En immersion dans une école de journalisme hongroise

Lénou

La micro-nouvelle encore plus horrible que la réalité.

– Bien, tout le monde s'arrête, on passe en classe pour le débriefing.
Les 22 élèves se dirigèrent, riant et se bousculant, vers le bâtiment de brique. Arrivés dans l'amphithéâtre, chacun prit sa place pendant que le professeur mettait en route la télé.
La première scène apparût à l'écran, filmée sous 3 angles simultanés. La classe avait été séparée en 2, moitié migrants, moitié police. 2 d'entre eux avaient pour tâche de couvrir l'événement comme de véritables journalistes. Le jeune homme restait impassible face à la caméra commentant la rafle policière qui se déroulait dans son dos.

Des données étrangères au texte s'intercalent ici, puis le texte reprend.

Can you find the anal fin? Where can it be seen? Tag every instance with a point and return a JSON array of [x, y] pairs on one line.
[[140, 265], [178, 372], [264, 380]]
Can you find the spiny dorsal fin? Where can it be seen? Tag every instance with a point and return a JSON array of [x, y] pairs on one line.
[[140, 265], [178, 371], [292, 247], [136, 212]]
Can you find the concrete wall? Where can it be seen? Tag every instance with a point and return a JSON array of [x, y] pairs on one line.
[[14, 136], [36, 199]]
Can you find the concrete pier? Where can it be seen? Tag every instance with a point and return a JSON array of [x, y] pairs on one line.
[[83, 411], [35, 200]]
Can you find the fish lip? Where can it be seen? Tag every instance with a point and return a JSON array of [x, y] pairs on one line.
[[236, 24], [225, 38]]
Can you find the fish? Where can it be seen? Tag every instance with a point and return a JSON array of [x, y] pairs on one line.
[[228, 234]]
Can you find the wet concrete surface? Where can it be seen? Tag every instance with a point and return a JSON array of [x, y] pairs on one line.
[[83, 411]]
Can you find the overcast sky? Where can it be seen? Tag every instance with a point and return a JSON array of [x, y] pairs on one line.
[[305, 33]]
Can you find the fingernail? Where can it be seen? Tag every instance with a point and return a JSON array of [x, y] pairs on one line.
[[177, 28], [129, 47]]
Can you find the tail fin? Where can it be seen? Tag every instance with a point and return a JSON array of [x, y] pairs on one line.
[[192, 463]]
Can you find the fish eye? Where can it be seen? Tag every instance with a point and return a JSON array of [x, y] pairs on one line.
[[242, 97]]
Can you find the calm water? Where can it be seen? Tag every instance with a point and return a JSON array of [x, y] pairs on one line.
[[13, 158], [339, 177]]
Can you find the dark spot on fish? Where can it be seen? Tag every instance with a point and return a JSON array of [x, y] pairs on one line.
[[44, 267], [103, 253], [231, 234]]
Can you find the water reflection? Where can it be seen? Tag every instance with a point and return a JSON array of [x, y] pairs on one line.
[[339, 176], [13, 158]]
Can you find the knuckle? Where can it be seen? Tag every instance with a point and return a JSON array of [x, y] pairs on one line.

La scène se clôturait sur le gros plan d'un « migrant » qui chutait aux pieds de l'apprenti journaliste.
Mr Rugas mit sur pause et se tourna vers son auditoire :
– Je n'ai rien à dire. L'expression du visage est neutre, l'angle choisi est le bon, la voix est posée. Tout ce qui passe à l'écran est maîtrisé c'est parfait !
Il appuya sur lecture et passa au binôme suivant. La scène était en tout point identique à la précédente. Le reportage allait s'achever quand chacun pu voir la caméraman se décaler et envoyer un énorme coup de pied dans le ventre d'un « migrant » tombé à terre.
Des rires fusèrent alors que l'une des caméras capturait le sourire sardonique qu'affichait le jeune visage encore poupin de l'étudiante.
– Silence ! Est-ce que tu te fous de nous ? C'est inadmissible ! Vous devez d'abord observer ! Aujourd'hui tout le monde filme. Tu t'es faite avoir par le téléphone d'un gamin de 10 ans. Et en plus on voit que tu es contente. C'est pourtant pas compliqué. Vous arrivez sur place. Vous repérez les collègues, les smartphones, les caméras amateurs. Vous identifiez l'angle mort et LÀ vous frappez, LÀ vous humiliez, LÀ vous insultez. Tout en restant professionnel évidemment. C'est comme ça qu'on garde son job en servant la patrie. Allez déguerpissez la semaine prochaine je vous apprends comment mettre le feu à un camp de roumain sans se faire prendre et en diffusant les images en temps réel.